Alınan bilirkişi kurulu raporu gerekçeli, denetlenebilir, dosya içeriğine uygun ve uyuşmazlığı çözmeye yeterli görüldüğünden, mahkememizce de benimsenmiş ve hükme esas alınmıştır.
Tarafların karşılıklı iddia ve savunmaları, 26/12/2016 tarihli Genel Kurul Kararı, alınan ve benimsenen bilirkişi kurulu raporu ve toplanıp değerlendirilen delillere göre; davacının, hissedarı olduğu davalı şirketin 26/12/2016 tarihli Olağan Genel Kurul Toplantısına iştirak ettiği, gündem maddelerinden iptali istenilen gündem maddelerine olumsuz oy kullandığı ve kararlara ilişkin muhalefet şerhi yazdırdığı; benimsenen bilirkişi kurulu raporunda dayanak ve gerekçeleriyle açıklandığı üzere; ispat yükü kendisinde olan davalı tarafça herhangi bir somut delil sunulmadığı gibi defter ibrazından kaçındığı anlaşıldığından faaliyet raporu ile mali tabloların onaylanmasına ilişkin gündemin 2.maddesiyle alınan kararın ve yönetim kurulu üyelerinin ibrasına ilişkin gündemin 3.maddesiyle alınan kararın dürüstlük kuralına aykırı olduğu kanaatine varıldığından iptaline karar vermek gerekmiştir.
Kar payı dağıtılıp dağıtılmaması hususu her ne kadar şirket genel kurulunun takdir yetkisinde ise de; somut olayda karın dağıtılmamasına ilişkin alınan kararın kanuna, esas sözleşmeye, dürüstlük ve objektif iyiniyet kurallarına aykırı olmaması gerekir. Bu durumda davalı tarafça, kar dağıtılmaması kararının keyfi alınmadığı, şirket sürekliliği ve aktiflerinin sağlanabilmesi için gerekli olduğu kanıtlanmalıdır. Zira, TTK’nda esas itibariyle, sermaye şirketlerinde yıllık kar dağıtımı bir zorunluluk olarak kabul edilmiştir.
Yukarıdaki açıklamalar doğrultusunda kar payı dağıtılmamasına ilişkin genel kurul gündeminin 4.maddesiyle alınan kararın; yine benimsenen bilirkişi kurulu raporunda dayanak ve gerekçeleriyle açıklandığı üzere davalı şirketin, kar payının hangi gerekçelerle dağıtılmadığı hususunu somut delillerle ispatlayamadığı anlaşıldığından kar payı dağıtılmamasına ilişkin genel kurul gündeminin 5.maddesiyle alınan kararın dürüstlük kuralına aykırı olduğu kanaatine varıldığından iptaline karar vermek gerekmiştir.
Pay dağılımının görüşülmesine ilişkin gündemin 8.maddesiyle alınan karar yönünden yapılan inceleme sonrasında, benimsenen bilirkişi kurulu raporunda dayanak ve gerekçeleriyle açıklandığı üzere payların kuruluşta ve sermaye arttırımında pay bedellerinin taahhüt edilmesi, payların satın alınması veya miras yoluyla edinilmesi mümkün olduğu anlaşıldığından genel kurul kararıyla payların oranlarının tespitine ilişkin alınan yasaya aykırı bu kararın da iptaline karar vermek gerekmiş, açıklanan nedenlerle davanın kabulüne ilişkin aşağıdaki gibi karar vermek gerekmiştir.

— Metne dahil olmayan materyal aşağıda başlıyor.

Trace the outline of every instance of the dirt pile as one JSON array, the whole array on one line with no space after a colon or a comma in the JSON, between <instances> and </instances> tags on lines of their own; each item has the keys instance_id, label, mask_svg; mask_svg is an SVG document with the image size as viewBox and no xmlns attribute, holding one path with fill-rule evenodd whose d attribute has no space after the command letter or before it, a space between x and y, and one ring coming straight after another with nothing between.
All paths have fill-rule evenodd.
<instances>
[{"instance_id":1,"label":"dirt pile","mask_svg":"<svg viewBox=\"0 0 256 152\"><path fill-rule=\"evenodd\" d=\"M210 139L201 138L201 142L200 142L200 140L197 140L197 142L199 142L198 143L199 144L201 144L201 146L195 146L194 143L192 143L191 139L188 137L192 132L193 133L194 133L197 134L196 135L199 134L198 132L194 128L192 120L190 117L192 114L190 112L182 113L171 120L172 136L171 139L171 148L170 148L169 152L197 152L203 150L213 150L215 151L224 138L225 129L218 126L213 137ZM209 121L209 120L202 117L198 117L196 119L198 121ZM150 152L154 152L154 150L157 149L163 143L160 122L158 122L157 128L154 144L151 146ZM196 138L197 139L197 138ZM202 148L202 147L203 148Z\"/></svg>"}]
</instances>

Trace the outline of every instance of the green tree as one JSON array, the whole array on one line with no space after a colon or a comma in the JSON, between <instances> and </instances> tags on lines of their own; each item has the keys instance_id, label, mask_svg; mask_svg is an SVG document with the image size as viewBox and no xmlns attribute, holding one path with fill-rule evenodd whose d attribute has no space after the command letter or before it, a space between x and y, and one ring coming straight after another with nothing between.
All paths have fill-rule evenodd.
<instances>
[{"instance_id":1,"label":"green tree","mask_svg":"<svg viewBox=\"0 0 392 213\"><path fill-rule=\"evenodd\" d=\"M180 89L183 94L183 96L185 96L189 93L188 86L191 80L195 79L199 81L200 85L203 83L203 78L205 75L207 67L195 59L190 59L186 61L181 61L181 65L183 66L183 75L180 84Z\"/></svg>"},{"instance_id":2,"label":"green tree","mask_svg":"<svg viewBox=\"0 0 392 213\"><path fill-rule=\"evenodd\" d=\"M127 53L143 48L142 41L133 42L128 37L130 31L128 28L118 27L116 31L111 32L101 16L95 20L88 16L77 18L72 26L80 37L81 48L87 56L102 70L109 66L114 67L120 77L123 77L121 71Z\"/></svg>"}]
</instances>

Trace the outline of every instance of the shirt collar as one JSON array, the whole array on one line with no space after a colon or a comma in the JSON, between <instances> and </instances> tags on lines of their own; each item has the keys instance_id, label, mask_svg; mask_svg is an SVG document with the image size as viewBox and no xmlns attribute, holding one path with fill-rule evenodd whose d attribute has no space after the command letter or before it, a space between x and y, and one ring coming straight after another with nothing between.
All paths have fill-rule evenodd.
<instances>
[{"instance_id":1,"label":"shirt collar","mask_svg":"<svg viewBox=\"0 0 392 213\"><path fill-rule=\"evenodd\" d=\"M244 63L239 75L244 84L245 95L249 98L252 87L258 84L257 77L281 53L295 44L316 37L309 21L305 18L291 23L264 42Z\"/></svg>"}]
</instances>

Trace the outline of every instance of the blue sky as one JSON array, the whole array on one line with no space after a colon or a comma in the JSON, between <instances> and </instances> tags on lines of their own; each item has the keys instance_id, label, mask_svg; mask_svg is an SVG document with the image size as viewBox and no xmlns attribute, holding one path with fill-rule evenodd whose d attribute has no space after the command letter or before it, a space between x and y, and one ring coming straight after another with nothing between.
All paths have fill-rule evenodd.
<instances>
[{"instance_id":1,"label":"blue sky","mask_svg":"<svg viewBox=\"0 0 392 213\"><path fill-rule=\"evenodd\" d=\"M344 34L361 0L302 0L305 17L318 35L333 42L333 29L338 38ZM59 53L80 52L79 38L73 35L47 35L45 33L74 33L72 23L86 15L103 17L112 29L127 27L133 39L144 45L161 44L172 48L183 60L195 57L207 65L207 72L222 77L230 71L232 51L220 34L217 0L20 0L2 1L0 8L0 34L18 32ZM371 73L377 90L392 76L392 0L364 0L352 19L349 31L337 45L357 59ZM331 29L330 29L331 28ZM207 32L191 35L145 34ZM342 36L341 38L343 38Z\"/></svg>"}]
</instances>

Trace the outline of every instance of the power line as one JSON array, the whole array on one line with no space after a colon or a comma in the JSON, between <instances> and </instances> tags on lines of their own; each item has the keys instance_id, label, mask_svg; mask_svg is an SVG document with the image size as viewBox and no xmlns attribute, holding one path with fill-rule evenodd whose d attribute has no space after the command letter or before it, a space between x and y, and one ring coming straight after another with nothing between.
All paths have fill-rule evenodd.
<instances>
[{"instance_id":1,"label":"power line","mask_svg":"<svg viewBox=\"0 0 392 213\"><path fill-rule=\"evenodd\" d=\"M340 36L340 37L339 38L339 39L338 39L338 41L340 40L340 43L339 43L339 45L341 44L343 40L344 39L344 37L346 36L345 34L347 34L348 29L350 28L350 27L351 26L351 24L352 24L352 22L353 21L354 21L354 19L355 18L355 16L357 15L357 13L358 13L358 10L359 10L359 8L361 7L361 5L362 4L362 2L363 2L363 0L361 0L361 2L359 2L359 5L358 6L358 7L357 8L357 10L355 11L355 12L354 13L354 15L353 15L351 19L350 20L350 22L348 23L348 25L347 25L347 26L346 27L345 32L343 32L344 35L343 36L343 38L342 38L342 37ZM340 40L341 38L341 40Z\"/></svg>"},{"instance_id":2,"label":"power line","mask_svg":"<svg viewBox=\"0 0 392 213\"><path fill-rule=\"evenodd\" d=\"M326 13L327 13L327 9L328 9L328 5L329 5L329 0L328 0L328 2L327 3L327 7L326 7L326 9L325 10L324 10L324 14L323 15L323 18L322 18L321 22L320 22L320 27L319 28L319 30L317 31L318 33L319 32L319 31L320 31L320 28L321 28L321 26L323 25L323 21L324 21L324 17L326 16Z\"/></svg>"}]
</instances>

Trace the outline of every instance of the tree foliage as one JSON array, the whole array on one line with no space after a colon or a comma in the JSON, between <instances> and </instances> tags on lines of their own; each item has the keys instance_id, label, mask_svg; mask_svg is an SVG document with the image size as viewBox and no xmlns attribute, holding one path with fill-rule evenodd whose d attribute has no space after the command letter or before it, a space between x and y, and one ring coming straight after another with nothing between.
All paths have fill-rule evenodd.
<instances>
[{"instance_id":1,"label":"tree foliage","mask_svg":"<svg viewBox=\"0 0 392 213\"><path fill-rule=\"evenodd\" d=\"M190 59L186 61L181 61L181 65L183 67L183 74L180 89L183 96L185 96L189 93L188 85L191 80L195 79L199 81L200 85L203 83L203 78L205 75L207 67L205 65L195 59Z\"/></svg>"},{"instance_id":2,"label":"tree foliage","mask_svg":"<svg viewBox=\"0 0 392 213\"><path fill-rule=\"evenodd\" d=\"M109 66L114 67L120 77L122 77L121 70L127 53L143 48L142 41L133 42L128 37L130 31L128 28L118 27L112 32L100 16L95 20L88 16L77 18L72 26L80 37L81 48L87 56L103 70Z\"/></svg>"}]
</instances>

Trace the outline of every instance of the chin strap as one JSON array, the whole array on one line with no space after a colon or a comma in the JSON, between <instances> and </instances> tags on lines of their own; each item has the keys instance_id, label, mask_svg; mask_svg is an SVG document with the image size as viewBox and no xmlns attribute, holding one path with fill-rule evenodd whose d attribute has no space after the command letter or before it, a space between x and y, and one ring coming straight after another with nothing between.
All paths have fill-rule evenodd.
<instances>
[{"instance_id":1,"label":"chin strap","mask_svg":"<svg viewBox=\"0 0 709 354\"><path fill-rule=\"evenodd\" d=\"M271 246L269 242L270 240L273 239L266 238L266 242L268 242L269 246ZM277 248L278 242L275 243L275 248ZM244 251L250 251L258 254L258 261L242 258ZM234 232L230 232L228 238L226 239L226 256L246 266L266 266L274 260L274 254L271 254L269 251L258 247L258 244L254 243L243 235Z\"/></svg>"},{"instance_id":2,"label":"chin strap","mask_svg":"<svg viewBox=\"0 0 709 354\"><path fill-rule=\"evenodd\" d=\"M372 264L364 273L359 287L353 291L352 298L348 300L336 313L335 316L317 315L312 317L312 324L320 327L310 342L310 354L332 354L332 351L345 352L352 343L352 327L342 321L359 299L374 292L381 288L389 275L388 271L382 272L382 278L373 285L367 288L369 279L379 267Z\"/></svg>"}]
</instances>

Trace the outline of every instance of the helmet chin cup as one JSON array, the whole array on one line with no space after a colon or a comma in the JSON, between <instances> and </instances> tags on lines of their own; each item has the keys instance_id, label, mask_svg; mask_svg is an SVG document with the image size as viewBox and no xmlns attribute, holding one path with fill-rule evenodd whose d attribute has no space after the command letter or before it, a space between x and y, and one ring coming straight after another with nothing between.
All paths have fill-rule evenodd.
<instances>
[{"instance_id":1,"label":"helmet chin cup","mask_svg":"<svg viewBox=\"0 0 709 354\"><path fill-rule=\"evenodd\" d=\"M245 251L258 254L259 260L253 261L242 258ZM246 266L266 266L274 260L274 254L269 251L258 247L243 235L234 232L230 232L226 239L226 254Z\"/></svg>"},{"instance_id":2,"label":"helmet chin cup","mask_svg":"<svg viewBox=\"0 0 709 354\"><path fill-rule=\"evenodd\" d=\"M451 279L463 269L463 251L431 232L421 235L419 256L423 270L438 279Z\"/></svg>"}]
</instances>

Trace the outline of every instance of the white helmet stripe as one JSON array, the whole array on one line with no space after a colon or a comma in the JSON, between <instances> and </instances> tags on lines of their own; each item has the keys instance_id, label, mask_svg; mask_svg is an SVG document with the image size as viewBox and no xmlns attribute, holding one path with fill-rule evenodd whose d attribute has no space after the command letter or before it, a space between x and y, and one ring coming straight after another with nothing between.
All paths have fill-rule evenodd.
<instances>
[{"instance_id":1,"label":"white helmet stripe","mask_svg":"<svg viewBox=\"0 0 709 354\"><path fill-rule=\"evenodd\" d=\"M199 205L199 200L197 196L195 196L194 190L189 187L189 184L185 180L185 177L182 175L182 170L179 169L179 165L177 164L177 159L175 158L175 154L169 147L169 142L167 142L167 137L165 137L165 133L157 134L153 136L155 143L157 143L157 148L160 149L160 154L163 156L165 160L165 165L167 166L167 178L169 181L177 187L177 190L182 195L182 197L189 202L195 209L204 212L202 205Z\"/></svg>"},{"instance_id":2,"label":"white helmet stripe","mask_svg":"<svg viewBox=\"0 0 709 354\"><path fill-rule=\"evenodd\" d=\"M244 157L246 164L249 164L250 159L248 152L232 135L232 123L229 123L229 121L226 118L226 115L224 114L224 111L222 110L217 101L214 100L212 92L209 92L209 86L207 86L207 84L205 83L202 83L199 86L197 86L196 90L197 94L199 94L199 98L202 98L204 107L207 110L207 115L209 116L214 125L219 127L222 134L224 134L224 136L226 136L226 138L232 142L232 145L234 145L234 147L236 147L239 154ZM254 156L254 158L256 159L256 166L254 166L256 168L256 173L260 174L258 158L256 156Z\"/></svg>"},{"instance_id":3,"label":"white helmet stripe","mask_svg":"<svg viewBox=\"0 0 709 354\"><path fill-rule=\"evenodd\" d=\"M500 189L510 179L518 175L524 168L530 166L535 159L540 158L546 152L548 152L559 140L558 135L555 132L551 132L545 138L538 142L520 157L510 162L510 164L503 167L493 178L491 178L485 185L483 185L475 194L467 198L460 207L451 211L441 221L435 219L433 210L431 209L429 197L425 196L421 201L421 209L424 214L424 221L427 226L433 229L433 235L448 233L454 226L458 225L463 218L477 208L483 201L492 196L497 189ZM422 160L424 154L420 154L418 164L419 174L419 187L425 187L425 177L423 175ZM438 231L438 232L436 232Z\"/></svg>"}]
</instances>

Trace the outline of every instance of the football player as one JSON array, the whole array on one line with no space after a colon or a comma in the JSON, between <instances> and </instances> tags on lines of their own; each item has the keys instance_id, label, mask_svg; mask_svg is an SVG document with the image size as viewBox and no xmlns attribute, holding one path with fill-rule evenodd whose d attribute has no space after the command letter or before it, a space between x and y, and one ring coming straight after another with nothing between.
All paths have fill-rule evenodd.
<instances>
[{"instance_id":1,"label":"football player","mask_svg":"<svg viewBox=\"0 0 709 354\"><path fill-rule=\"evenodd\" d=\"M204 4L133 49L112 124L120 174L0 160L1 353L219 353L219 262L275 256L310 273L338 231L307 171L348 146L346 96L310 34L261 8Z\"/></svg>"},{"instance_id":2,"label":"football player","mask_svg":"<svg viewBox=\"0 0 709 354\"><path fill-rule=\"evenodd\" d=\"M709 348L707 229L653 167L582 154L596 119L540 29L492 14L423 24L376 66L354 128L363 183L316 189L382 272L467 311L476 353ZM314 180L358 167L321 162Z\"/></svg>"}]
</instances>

KARAR: Yukarıda gerekçesi açıklandığı üzere;
Davanın KABULÜ ile,
1-Davalı şirketin 26/12/2016 tarihli genel kurul toplantısında alınan 2, 3, 4 ve 8 nolu dava konusu yapılan gündem maddelerine ilişkin kararların ayrı ayrı iptallerine,
2-Alınması gerekli 44,40-TL karar ve ilam harcından 31,40-TL peşin harcın mahsubu ile geriye kalan 13,00-TL harcın davalıdan alınıp maliyeye gelir kaydına,
3-Davacı taraf vekille temsil olunduğundan Avukatlık Asgari Ücret Tarifesi uyarınca hesap ve taktir olunan 2.725-TL vekalet ücretinin davalıdan alınıp davacıya verilmesine,
4-Davacı tarafça yatırılan 31,40 TL başvuru harcı, 31,40 TL peşin harç, 4,60 TL vekalet harcı, 1.700 TL bilirkişi ücreti ve 111 TL tebligat giderlerinin toplamı 1.878,40 TL yargılama giderinin davalıdan alınıp davacıya verilmesine,
5-Davacı tarafça yatırılan gider avansından geriye kalanın karar kesinleştiğinde talep halinde taraflara iadesine,
Dair, davacı vekillerinin yüzünde, davalı tarafın yokluğunda, gerekçeli kararın tebliğinden itibaren iki hafta içerisinde İstanbul Bölge Adliye Mahkemesi nezdinde istinaf kanun yolu açık olmak üzere oy birliğiyle verilen karar açıkca okunup, usulen anlatıldı.

Başkan …
¸e-imzalı
Üye …
¸e-imzalı
Üye …
¸e-imzalı
Katip …
¸e-imzalı

Bu belge 5070 sayılı Yasa uyarınca güvenli E-İMZA ile imzalanmıştır.